Predictive maintenance is an approach to maintaining operational industrial machines such as jet engines, wind turbines, and oil pumps using predictive algorithms. These predictive algorithms use sensor data and other relevant information to detect anomalies, monitor the health of components, and estimate remaining useful life (RUL). With predictive maintenance, you can schedule maintenance at just the right time—not too early and not too late.
Predictive maintenance applies data analytics and machine learning to equipment sensor data to detect anomalies, monitor equipment health, and predict failures before they occur. This allows organizations to schedule maintenance at just the right time, reducing downtime and maintenance costs.

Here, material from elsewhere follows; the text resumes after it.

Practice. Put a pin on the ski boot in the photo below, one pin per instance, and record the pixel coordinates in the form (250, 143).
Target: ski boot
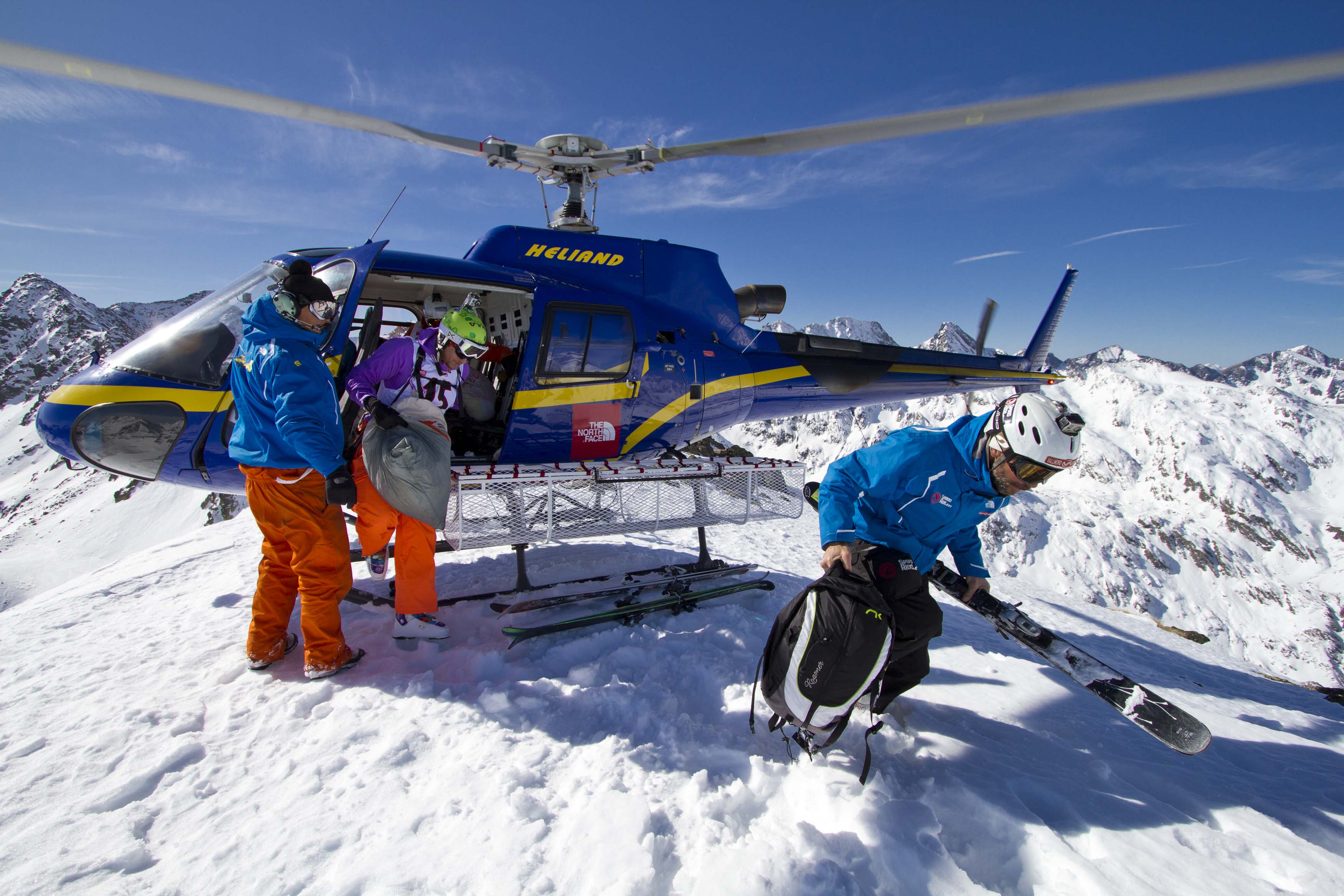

Predictive maintenance reduces unplanned downtime, lowers maintenance costs, and extends asset life. This approach is critical for industries where reliability impacts safety and productivity.
Predictive maintenance typically requires historical time series data from machine sensors (e.g., vibration, pressure, and temperature), as well as operational conditions. Maintenance and failure records can be useful for labeling data as healthy or faulty. These data sources are used to train predictive maintenance algorithms that can detect patterns and forecast potential issues using real-time machine data.
Preventive maintenance follows a fixed schedule, while predictive maintenance uses real-time data and models to determine when servicing is needed. This reduces unnecessary maintenance and can prevent unexpected failures.
Common algorithms include anomaly detection, fault diagnosis, and remaining useful life (RUL) estimation. These models can leverage machine learning, deep learning, and statistical methods to analyze sensor data and predict failures.
RUL estimation involves predicting degradation patterns using historical failure data and sensor measurements. RUL estimation involves designing health indicators and applying specialized RUL models (survival, similarity, or degradation), time series forecasting, regression techniques, or deep learning to predict when a component will fail.
Common challenges include accessing sensor data, processing high-dimensional and noisy data, extracting meaningful features, and building models that generalize across different machines and operating conditions. Additionally, ensuring accurate predictions with limited failure data and maintaining model performance over time are significant hurdles.
MATLAB provides specialized tools for data and signal processing, feature extraction, machine learning, and predictive maintenance. Simulink enables system or component simulation and generating realistic synthetic data. MATLAB integrates with IoT devices and supports deployment to embedded systems, making it efficient for real-time predictive maintenance applications.
Anomaly detection identifies unusual patterns in sensor data by characterizing normal operating conditions and detecting deviations from normal behavior. These patterns may indicate potential faults before they become critical. Anomaly detection is often the first step in a predictive maintenance workflow.